Le président turc, Recep Tayyip Erdogan, le sait bien. Et en joue très publiquement. Il rappelle régulièrement qu’il « attend » de la Grèce une décision positive sur l’extradition des huit soldats et fait monter la pression sur le gouvernement grec. L’armée turque multiplie ces derniers mois les intrusions dans l’espace aérien grec. Un petit jeu habituel entre les deux pays aux relations historiquement compliquées mais qui s’est doublé en septembre d’une incursion plus sérieuse. Le vice-ministre grec de la défense, Dimitris Vitsas, a très officiellement déposé début octobre une plainte détaillée auprès de l’OTAN dénonçant la présence de sous-marins turcs dans les eaux territoriales grecques, au large d’îlots inhabités. « Des exercices inacceptables », selon M. Vitsas.

Provocation d’Erdogan

La présence de ces sous-marins suivait très directement une autre déclaration, à la fois inédite et provocatrice, du président Erdogan. Le 29 septembre, lors d’un discours politique à Ankara, M. Erdogan a ouvertement critiqué le traité de Lausanne, qui a fixé en 1923 les frontières entre la Grèce et la Turquie. « A Lausanne, nous avons abandonné des îles aux Grecs que nous aurions dû réclamer. (‘) Et nous nous disputons toujours pour arrêter les frontières du plateau continental, sur terre comme dans les airs », a-t-il expliqué.
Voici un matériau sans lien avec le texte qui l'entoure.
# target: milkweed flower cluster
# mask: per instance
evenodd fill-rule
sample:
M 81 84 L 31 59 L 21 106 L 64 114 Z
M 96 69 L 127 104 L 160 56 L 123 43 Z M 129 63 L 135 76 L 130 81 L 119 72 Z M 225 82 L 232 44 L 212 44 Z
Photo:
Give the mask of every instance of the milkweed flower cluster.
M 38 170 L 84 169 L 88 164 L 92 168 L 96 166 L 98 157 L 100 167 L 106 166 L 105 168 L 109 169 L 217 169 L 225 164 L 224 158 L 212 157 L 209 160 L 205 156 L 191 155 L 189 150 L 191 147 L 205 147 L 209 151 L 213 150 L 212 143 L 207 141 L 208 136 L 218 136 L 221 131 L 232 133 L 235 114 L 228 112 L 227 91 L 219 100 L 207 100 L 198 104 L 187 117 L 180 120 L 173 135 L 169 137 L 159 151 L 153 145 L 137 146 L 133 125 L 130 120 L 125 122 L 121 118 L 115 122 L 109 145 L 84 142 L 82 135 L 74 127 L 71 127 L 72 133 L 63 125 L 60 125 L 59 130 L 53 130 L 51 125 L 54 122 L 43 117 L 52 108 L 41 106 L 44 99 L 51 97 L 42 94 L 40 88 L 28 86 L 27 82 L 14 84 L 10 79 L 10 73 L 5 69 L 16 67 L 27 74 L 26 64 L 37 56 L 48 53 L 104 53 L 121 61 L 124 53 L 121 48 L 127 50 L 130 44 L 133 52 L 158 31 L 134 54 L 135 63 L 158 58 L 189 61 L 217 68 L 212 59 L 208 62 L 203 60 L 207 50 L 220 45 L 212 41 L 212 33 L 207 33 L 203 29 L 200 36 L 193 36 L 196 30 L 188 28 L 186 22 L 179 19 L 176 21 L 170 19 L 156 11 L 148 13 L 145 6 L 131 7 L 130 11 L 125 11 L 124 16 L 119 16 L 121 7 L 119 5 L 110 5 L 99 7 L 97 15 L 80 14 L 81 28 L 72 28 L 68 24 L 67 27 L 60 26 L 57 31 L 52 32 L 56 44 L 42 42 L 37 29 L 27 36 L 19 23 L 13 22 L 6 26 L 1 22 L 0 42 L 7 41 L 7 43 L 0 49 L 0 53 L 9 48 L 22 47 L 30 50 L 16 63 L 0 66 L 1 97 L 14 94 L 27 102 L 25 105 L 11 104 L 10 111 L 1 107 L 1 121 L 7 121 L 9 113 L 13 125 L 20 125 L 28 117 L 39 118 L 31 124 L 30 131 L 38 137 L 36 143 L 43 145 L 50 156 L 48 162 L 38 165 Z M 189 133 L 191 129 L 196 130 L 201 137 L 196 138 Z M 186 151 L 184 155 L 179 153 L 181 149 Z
Le premier ministre grec, Alexis Tsipras, a immédiatement répondu en qualifiant ces déclarations de « dangereuses pour les relations entre les deux pays et plus largement pour la stabilité de la région ». « Nous assistons à une montée en puissance d’Erdogan, lequel semble prêt à remettre en question le fragile équilibre auquel nous étions parvenus entre nos deux pays. Historiquement, quand la Turquie a des problèmes internes, elle essaie toujours de les exporter. Et nous devons donc nous préparer », observe une source du ministère grec de la défense.